The second is that most data is not a uniform random distribution. If you know something about the distribution of the data then you can often do better than an algorithm that is optimal for a uniform distribution. Again, this is not particularly novel, and is often used in real-world sorting algorithms in systems software, to special-case common values. Outperforming a radix sort is nice, but it’s quite common in systems software to do a bucket sort, which is O(n), to get the most common values out of the way and then do something slower on the values that end up in the slow-path unusual-case bucket.
The third, which was actually the conclusion of some of my PhD work so one that I’m quite biased towards, is that you can often apply some fairly simple and cheap machine learning to figure out enough of the characteristics of the data that you can apply the first to observations to get a rough guess that’s mostly good-enough and fall back to something slower for when the guess is wrong. If your data has characteristics that you can look at and figure out how to design an optimised data structure then you may well be able to have a machine infer these characteristics.

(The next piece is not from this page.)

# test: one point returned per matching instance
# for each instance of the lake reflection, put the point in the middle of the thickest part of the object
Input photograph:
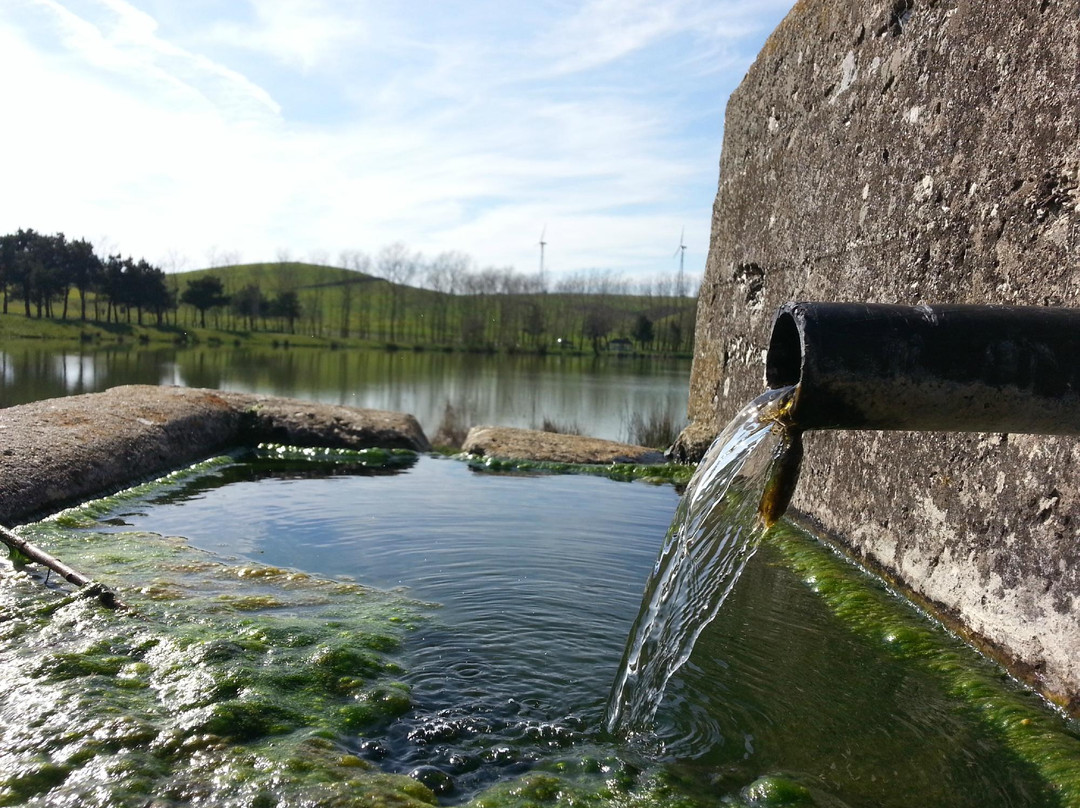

The thing I really like about some of the recent work in this area is that they’re starting to separate these three aspects.
Do you have any suggested materials or papers for number three? I’ve seen simple techniques applied in my problem domain very successfully a handful of times, but trying to develop intuition around what set of techniques to consider and when is difficult since so much of the literature is devoted to much grander forms of ML.
Not sure if they fit your need, but here are 2 articles
I don’t, unfortunately, other than the ones cited in the article.